What Are The Advantages Of Sovereign Gold Bonds?

The advantages of investing in Sovereign Gold Bonds are manifold. These include:

Low Risk: Sovereign Gold Bonds is one of the safest forms of investments due to their government backing. Hence, the chances of default on repayment are zero.

Decent Return: As gold prices tend to rise in the long run, Sovereign Gold Bonds guarantee moderate to significant returns even in bearish market conditions.

Tax Benefits: Per the IT Act, 1961, interest earnings from Sovereign Gold Bonds are taxable. However, investors can avail tax exemption on capital gains upon redeeming gold bonds.

Indexation Benefits: Investors are privy to indexation benefits if they choose to transfer the bond before the maturity period.

Trade Benefits: SGBs can be traded in the National Stock Exchange or Bombay Stock Exchange after the completion of five years.

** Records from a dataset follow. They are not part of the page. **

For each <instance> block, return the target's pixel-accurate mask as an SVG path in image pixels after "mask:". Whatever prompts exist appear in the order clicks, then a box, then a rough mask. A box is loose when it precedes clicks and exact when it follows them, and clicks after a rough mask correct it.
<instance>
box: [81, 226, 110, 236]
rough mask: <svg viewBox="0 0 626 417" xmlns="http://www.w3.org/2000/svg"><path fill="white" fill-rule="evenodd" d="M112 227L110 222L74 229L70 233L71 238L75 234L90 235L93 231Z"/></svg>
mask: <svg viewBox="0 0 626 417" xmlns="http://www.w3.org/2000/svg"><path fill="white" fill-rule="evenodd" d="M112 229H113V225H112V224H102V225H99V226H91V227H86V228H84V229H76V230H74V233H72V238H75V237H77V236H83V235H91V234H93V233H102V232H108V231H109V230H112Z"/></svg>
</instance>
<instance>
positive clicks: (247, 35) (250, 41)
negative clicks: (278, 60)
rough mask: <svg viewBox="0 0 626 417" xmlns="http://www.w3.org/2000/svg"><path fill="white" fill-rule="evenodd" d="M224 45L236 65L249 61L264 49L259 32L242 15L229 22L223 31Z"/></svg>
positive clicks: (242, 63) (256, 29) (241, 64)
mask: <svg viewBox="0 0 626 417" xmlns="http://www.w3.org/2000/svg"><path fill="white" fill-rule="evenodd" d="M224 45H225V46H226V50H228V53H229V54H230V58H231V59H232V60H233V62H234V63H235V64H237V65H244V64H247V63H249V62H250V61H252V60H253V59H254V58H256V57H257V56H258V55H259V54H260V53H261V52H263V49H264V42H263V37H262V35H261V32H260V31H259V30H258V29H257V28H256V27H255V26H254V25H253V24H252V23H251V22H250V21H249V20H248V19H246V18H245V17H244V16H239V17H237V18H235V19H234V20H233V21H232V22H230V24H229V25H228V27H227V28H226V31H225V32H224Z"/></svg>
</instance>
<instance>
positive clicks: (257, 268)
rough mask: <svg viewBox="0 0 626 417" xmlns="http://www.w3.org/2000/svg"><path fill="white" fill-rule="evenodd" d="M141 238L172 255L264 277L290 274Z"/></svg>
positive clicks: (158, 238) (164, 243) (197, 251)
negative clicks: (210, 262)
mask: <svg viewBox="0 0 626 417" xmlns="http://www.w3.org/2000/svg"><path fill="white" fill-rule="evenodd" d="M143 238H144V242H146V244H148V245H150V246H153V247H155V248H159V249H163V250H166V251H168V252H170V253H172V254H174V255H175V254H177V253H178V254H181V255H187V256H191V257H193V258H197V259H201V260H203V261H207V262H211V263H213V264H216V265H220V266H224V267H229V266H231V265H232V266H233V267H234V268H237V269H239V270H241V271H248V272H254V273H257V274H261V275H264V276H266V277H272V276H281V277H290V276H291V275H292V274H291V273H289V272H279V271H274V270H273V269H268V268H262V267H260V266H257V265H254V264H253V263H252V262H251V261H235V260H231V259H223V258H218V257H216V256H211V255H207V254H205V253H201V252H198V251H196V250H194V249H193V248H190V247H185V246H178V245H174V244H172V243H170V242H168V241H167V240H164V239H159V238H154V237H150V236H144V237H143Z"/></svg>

Collateral: SGBs can be used as collateral or security to avail loans from authorised financial institutions per the RBI prescribed LTV.

Hedges Against Inflation: Historically, gold prices have trumped inflation to provide stability during highly volatile market conditions.

Investors looking for low-risk and high-return investment instruments can consider Sovereign Gold Bonds as a haven. Furthermore, they can be assured of a safer investment environment when choosing KredX. This online marketplace ensures a seamless digital process and a chance to diversify your portfolio.

Frequently Asked Questions:

A. Yes, a minor can invest in SGB. However, the guardian has to apply on behalf of the minor.